И вот тут я заколебался: мне показалось, что я то ли увидел, то ли
припомнил своего друга Веблена. Конечно, в этом городе, выросшем среди
тропического леса, на этих шумных улицах, переменчивых и неуловимых, как
узоры калейдоскопа, под горячечным солнцем человеку может привидеться что
угодно, но Британец Веблен был здесь наименее уместен. "Кто кто, но только
не он, -- сказал я себе. -- Я просто вспомнил о нем; немыслимо, чтобы он
очутился тут". Я хотел вернуться на корабль, но оказалось, я не совсем
представляю, в какую сторону идти. Я огляделся в поисках полицейского. Один
стоял неподалеку -- форма висела на нем так свободно, что казалась
маскарадным костюмом, взятым напрокат, -- но был совершенно недосягаем: с
обеих сторон его омывал быстрый поток машин.
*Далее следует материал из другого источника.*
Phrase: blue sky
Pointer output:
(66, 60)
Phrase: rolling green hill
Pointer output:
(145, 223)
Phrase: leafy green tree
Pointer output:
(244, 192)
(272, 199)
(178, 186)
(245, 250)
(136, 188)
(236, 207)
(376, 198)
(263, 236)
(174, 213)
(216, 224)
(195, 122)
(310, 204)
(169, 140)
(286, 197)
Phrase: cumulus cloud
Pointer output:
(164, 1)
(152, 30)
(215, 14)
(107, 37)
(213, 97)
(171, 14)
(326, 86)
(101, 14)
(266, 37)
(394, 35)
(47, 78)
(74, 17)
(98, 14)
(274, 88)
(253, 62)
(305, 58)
-- Порт? -- спросил я у продавца газет. Он непонимающе посмотрел на
меня. Какие-то девочки -- а может быть, женщины и к тому же проститутки, --
смеясь, указали мне дорогу. Одна лишь мысль, что я возвращаюсь на пароход,
придала мне бодрости. Пройдя каких-нибудь четыреста метров, я поравнялся с
кинематографом, облепленным афишами; они извещали, что здесь
идет "Большая игра" (Фильм французского режиссера Жака Фейдера
(1888--1948)). Несколько минут назад я прошел бы мимо -- по правде сказать,
на площади я испугался. Наверное, я был не совсем здоров, иначе отчего
приписывать тропикам свойство безвозвратно заглатывать намеченные жертвы, в
число которых я почему-то включил себя.
Теперь, вновь став нормальным человеком, я рассмотрел афиши и даже
разволновался, увидев, что как раз сегодня тут показывают старый, первый
вариант "Большой игры", в которой снимались Франсуаза Розе, Пьер Ришар
Вильм, Шарль Ванель. Я сравнил себя с библиофилом, случайно находящим в
жалкой книжной лавчонке драгоценное издание, за которым охотился так давно.
По какой-то загадочной причине, а может быть, оттого, что в кругу близких
друзей этот вариант видел я один, на протяжении многих лет само название
фильма служило мне последним, сногсшибательным доводом в наших разговорах.
Если меня хотели вытянуть вечером в кино, я заносчиво вопрошал: "Вы хотите
сказать, что это не хуже "Большой игры"?" Когда появился новый вариант,
признаюсь, я вышел из себя, разбранил картину, возможно, не лишенную
достоинств, и не раз упоминал ее как пример полной деградации всего и всех.
Сеанс начинался в половине седьмого. Хотя еще не было и пяти, меня
подмывало подождать: ведь я забыл почти весь сюжет этого фильма,
составлявшего одно из самых светлых моих воспоминаний (иные заметят, что
жизнь того, кто среди лучших своих воспоминаний называет кинофильм,
предстает в несколько странном свете; что ж, они правы). Все еще колеблясь,
остаться или уйти, я двинулся дальше и поравнялся с другим кинотеатром,
называвшимся "Мириам". Там показывали картину, в которой, если судить по
афишам, шла речь о бедняках, старых пальто, швейных машинах и ссудной кассе.
Меня уже вновь обуяла любознательность туриста; разглядывая все вокруг, я
обратил внимание на необычную деталь: в здании было две двери, одна,
центральная, вела в кинотеатр, вторая, боковая, -- в маленькое кафе. Меня
опять томила жажда; я вошел, уселся за мраморный столик и, когда -- очень не
скоро -- ко мне подошли, попросил мятную настойку. В стене налево от меня
темнел вход в зал, кое-как прикрытый шторой из зеленого потертого бархата.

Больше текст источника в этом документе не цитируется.